Подхватив корзинку двумя руками, она несколько минут сияла улыбкой, переминаясь с ноги на ногу, покачиваясь, будто собираясь что-то сказать.
– Граждане! – начала она неловко. – Граждане, товарищи! Вы, наверное, все здесь проездом… А я – здешняя, живу на Краснознаменской…
Бывшие пассажиры, занятые тем, что приводили поклажу в порядок, с неохотой глянули на нее.
– Дилижанс четверть версты не добрался до нашего города Зелемска – через небольшую лесополосу лежит улица Привозная, – говорила она нарочито громко, с нажимом, подбирая слова, словно из учебника по географии или путеводителя. – Тут рядом бывшая гостиница, перепрофилированная в коммуналки, следом опять в гостиницу, в ней половину комнат еще снимают жильцы, а другая половина сдается под номера.
– Довольно сносные, – поддакнула дама в берете, отчего-то обращаясь только к Грениху.
– Да, очень сносные, хорошие, чистые. Там мой дядя живет.
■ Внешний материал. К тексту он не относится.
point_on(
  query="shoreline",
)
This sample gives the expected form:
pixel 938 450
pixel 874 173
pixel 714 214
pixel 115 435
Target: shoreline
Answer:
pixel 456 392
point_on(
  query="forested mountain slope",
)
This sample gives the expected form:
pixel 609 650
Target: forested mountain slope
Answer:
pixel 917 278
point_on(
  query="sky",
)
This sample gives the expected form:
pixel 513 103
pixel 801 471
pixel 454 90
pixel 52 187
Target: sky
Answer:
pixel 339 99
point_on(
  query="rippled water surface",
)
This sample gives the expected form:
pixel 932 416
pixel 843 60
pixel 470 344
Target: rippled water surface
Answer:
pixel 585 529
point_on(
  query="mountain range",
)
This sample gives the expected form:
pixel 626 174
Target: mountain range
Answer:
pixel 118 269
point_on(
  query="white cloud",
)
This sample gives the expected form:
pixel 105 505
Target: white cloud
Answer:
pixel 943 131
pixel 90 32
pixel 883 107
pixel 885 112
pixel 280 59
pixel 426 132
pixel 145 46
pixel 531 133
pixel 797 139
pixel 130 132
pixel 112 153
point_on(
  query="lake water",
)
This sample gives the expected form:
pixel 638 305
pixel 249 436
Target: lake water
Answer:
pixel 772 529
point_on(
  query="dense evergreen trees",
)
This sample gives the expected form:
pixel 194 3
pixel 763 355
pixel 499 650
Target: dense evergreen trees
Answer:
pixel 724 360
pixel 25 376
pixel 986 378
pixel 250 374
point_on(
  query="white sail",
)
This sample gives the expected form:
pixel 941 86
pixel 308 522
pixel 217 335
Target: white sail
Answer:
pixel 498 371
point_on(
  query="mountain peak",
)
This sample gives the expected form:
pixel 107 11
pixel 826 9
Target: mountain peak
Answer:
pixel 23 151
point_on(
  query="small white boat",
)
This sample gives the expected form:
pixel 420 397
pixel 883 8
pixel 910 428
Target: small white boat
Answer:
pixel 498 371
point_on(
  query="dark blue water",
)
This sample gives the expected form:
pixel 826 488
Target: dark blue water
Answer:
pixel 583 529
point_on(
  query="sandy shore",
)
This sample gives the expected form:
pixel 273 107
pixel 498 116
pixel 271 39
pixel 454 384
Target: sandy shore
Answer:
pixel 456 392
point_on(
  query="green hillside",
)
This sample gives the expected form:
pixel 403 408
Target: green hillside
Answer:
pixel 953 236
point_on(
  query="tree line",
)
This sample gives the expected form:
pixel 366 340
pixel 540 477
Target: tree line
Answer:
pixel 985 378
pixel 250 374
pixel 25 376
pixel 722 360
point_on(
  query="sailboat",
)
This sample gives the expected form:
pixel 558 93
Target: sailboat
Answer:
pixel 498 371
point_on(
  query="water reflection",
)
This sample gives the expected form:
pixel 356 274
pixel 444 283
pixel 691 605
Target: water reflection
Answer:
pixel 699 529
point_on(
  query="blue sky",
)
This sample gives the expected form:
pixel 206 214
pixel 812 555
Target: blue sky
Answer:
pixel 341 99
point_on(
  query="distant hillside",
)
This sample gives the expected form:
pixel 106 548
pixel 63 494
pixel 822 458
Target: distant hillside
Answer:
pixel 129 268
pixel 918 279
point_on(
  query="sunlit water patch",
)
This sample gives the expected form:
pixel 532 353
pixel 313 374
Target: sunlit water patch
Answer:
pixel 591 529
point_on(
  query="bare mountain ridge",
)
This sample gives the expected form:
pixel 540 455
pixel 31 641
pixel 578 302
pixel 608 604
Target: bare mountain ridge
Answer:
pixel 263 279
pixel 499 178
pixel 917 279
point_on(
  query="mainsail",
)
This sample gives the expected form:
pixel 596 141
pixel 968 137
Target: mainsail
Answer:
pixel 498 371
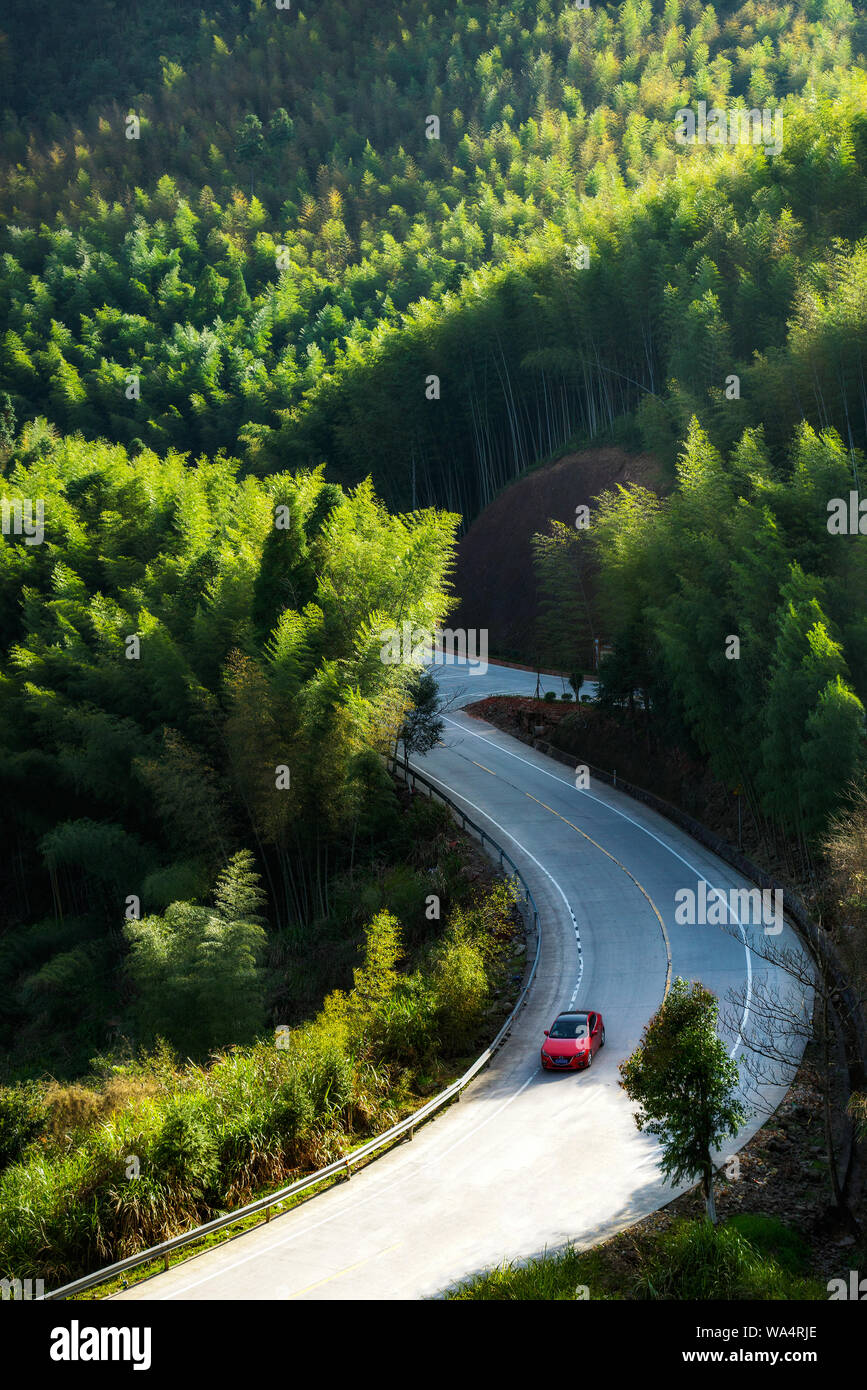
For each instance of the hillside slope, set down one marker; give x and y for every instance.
(495, 574)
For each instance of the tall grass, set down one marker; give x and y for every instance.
(153, 1147)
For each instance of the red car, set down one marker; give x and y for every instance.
(571, 1041)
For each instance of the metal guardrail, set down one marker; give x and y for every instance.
(403, 1127)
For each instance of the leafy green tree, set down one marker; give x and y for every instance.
(199, 973)
(423, 727)
(685, 1086)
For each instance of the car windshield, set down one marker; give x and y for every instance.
(570, 1026)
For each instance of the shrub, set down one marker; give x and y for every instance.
(22, 1118)
(460, 988)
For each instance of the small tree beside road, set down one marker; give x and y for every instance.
(685, 1084)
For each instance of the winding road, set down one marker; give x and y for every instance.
(527, 1159)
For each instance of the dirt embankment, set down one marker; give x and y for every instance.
(495, 573)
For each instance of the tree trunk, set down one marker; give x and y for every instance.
(710, 1200)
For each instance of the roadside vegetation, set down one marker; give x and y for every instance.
(749, 1258)
(146, 1144)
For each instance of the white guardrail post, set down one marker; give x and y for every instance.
(342, 1165)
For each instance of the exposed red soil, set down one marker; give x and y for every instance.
(495, 574)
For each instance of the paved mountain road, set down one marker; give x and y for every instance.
(527, 1159)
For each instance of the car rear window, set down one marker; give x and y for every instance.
(570, 1026)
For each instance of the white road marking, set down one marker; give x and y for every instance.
(638, 826)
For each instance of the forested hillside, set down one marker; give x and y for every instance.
(282, 260)
(427, 246)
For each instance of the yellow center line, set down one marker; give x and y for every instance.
(341, 1272)
(641, 888)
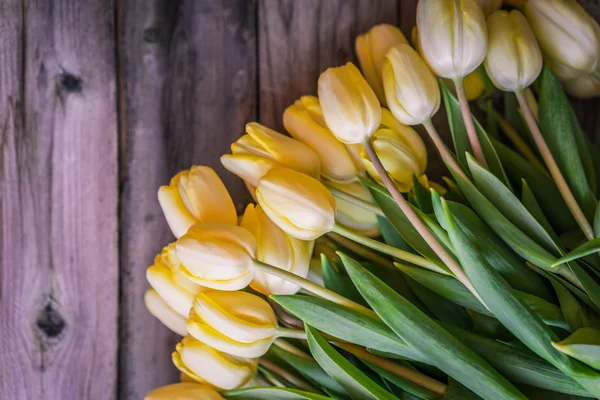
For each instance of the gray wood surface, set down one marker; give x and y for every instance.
(188, 86)
(59, 197)
(100, 104)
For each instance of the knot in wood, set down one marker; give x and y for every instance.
(50, 322)
(69, 83)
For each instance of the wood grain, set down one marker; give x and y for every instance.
(188, 73)
(59, 268)
(300, 39)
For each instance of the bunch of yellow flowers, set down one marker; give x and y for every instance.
(307, 184)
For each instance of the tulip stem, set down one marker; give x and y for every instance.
(340, 194)
(386, 248)
(516, 139)
(290, 333)
(558, 177)
(468, 120)
(414, 219)
(309, 286)
(395, 368)
(301, 384)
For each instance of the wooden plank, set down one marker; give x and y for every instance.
(188, 87)
(58, 188)
(300, 39)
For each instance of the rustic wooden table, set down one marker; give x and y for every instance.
(102, 101)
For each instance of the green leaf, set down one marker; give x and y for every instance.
(426, 336)
(511, 311)
(456, 391)
(339, 282)
(508, 204)
(541, 185)
(461, 139)
(442, 310)
(397, 218)
(403, 383)
(520, 242)
(309, 368)
(518, 365)
(271, 393)
(354, 382)
(584, 345)
(564, 138)
(368, 331)
(349, 325)
(422, 197)
(456, 292)
(590, 247)
(500, 256)
(597, 221)
(531, 204)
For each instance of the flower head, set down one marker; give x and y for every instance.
(350, 107)
(196, 195)
(298, 204)
(237, 323)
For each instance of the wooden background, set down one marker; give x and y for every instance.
(102, 101)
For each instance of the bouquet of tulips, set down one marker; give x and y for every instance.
(353, 275)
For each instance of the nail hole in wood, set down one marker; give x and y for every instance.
(50, 322)
(69, 83)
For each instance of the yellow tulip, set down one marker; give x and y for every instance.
(473, 82)
(583, 87)
(489, 6)
(165, 314)
(277, 248)
(184, 391)
(565, 32)
(205, 364)
(354, 217)
(297, 203)
(410, 87)
(514, 59)
(371, 48)
(217, 256)
(452, 36)
(165, 277)
(236, 323)
(350, 107)
(305, 122)
(398, 155)
(195, 195)
(262, 148)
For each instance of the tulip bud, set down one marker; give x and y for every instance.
(514, 60)
(297, 203)
(217, 256)
(165, 314)
(305, 122)
(174, 288)
(350, 107)
(371, 48)
(473, 82)
(184, 391)
(352, 216)
(452, 35)
(196, 195)
(410, 87)
(583, 87)
(237, 323)
(489, 6)
(565, 32)
(277, 248)
(262, 148)
(399, 155)
(205, 364)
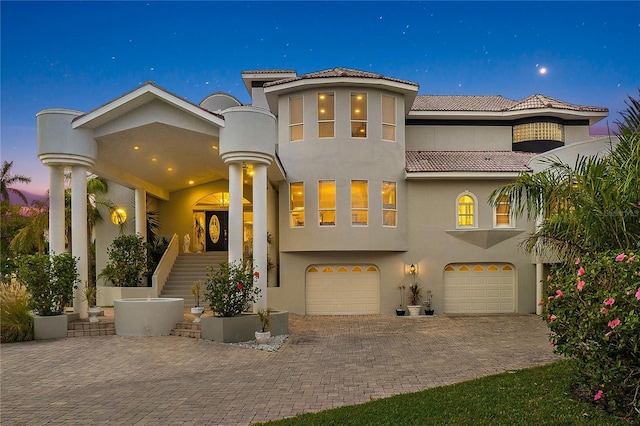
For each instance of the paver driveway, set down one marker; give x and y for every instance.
(326, 362)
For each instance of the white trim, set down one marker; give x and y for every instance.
(135, 99)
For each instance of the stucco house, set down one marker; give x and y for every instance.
(336, 181)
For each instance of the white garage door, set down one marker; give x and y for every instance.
(479, 288)
(343, 290)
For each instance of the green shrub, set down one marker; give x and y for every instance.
(230, 289)
(593, 312)
(50, 279)
(127, 264)
(16, 320)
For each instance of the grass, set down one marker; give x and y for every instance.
(535, 396)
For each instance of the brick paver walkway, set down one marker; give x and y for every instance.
(326, 362)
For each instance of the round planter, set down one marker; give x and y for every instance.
(93, 314)
(414, 310)
(197, 311)
(262, 338)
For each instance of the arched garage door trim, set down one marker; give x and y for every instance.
(342, 289)
(480, 288)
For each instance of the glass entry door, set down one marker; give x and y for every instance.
(217, 230)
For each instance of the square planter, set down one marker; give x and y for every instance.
(50, 327)
(241, 328)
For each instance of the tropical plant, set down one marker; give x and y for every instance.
(593, 313)
(593, 205)
(16, 321)
(127, 261)
(196, 290)
(415, 294)
(265, 318)
(230, 288)
(7, 179)
(50, 280)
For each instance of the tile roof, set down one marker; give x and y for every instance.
(461, 103)
(340, 72)
(493, 103)
(467, 161)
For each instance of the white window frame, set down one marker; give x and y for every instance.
(320, 209)
(395, 209)
(301, 123)
(358, 208)
(292, 211)
(510, 224)
(365, 121)
(475, 211)
(333, 120)
(394, 125)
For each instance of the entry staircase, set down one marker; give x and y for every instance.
(187, 269)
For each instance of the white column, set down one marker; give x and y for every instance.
(56, 210)
(260, 232)
(80, 239)
(141, 212)
(236, 219)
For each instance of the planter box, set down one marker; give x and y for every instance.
(49, 327)
(241, 328)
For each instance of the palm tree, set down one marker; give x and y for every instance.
(591, 206)
(7, 179)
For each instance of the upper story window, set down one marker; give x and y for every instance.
(389, 118)
(466, 210)
(502, 217)
(296, 113)
(326, 115)
(358, 115)
(359, 203)
(296, 204)
(389, 206)
(327, 203)
(542, 131)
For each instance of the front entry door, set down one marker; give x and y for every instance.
(217, 229)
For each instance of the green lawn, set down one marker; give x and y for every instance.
(536, 396)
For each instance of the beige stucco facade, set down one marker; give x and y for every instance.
(187, 160)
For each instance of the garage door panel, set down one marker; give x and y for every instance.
(343, 290)
(479, 288)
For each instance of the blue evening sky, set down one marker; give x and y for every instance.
(80, 55)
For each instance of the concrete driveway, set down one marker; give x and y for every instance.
(326, 362)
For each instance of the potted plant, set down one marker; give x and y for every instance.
(400, 311)
(263, 336)
(414, 299)
(90, 293)
(427, 304)
(197, 310)
(50, 280)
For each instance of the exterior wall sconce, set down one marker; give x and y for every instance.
(411, 269)
(119, 216)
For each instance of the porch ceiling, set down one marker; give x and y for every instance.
(159, 158)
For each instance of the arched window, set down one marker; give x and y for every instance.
(466, 211)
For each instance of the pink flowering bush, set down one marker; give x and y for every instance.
(593, 313)
(230, 288)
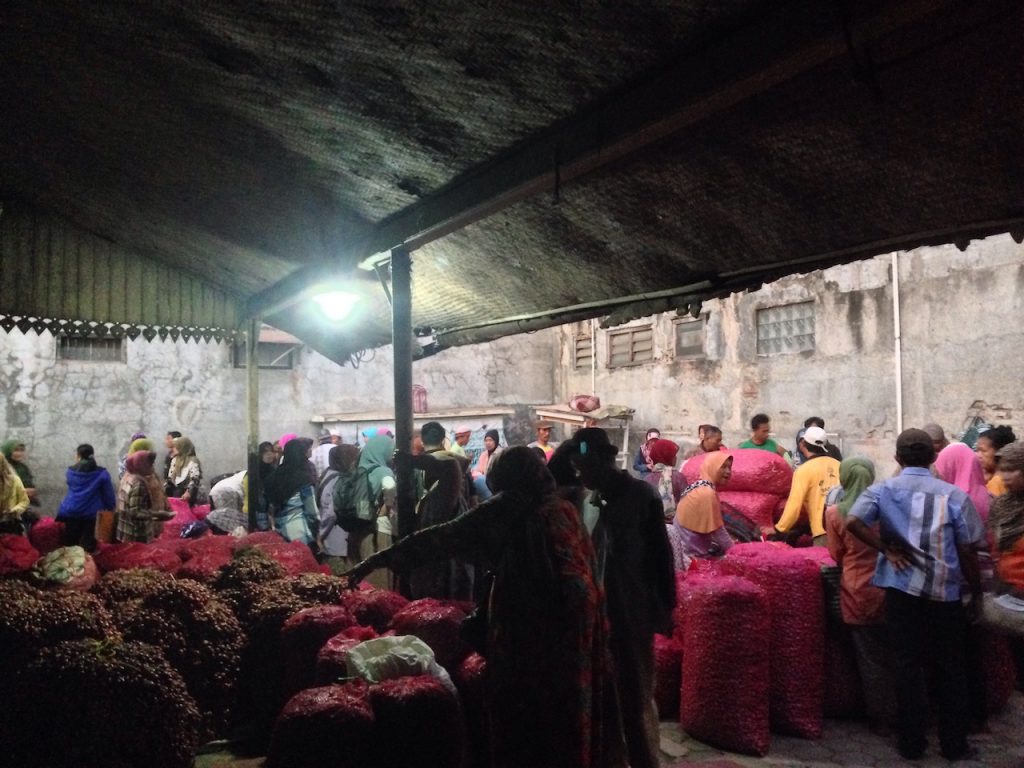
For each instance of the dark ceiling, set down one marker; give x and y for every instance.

Вы могли бы остаться здесь на ночь, до следующего дилижанса. Заведующий – товарищ Вейс. Уверена, он вас всех примет, – махнула головой девушка, продолжая покачиваться с одной ноги на другую от чувства острой неловкости, но и желания помочь бедным, брошенным путешественникам. – Вон, видите крыша виднеется. Идемте, я провожу!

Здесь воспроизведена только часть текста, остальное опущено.